There’s plenty of evidence to suggest this is the case. According to the Royal Horticultural Society head of gardening advice, Guy Barter, although tending private plots is a commonplace hobby here, this isn’t the case in elsewhere; speaking in 2009, he stated, ‘Because of our climate and our culture we do garden very enthusiastically in a way that is not duplicated in other countries’. At the same time, Harvard professor Maria Schwartz argued that we as a nation express our individuality through our gardens and harbour ‘romanticised ideologies’ about these spaces. This bond, of the Englishman and his garden, weaves its way through our language too. Historically the archetypal national beauty, with creamy skin and pale hair, was known as an ‘English rose’.

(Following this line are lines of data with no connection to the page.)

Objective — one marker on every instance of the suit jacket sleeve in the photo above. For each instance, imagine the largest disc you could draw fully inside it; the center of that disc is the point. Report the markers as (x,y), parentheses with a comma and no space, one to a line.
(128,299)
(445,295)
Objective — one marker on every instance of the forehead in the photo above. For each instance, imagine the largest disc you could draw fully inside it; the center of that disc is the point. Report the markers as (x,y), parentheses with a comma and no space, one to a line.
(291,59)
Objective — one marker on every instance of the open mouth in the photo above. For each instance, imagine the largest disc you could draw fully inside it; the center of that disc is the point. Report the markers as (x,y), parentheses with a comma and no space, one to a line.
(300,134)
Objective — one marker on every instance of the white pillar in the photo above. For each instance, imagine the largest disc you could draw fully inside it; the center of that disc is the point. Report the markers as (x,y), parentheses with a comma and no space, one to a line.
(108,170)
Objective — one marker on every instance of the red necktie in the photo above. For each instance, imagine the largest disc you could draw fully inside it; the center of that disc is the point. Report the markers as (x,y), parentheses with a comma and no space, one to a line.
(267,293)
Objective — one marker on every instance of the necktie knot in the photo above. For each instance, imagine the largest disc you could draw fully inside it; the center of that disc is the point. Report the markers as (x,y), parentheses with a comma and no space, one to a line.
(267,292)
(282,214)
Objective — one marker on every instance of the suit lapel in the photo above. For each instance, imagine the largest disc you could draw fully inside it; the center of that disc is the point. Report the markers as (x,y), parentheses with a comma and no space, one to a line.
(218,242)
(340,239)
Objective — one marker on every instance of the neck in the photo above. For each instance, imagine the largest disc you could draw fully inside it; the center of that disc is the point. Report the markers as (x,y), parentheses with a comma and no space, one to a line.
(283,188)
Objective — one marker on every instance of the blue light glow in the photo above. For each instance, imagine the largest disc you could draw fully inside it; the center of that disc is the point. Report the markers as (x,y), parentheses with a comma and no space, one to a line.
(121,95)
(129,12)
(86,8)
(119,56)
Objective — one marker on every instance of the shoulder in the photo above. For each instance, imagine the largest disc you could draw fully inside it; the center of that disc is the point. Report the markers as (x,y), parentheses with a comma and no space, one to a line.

Are gardens and flowers particularly significant in the English cultural imagination?

The popularity of English blooms reaches beyond our shores, with our brand of supremely English floral fashion exported globally. Once this was pioneered by Laura Ashley but now Cath Kidston, whose international retail franchise sales reached an estimated £144 million in 2014, offers a nostalgic vision of English life in which flowers are central. A quick browse of the company’s website reveals thirty one floral patterns in their women’s clothing range, with names such as ‘Regent’s Rose’, ‘Daisy Sprigs’ and ‘Oakwood Bloom’.

 

Whatever form they take, flowers and plants are as central to our wardrobes and bathroom cabinets as much as they are our homes and gardens. Poppies, peonies and other posies continue to thrive in perfume and prints, while as botanicals and succulents have their moment in the sun. Even IKEA, the firm that that famously enjoined us to ‘Chuck out our chintz’ back in the mid-1990s, are getting in on it.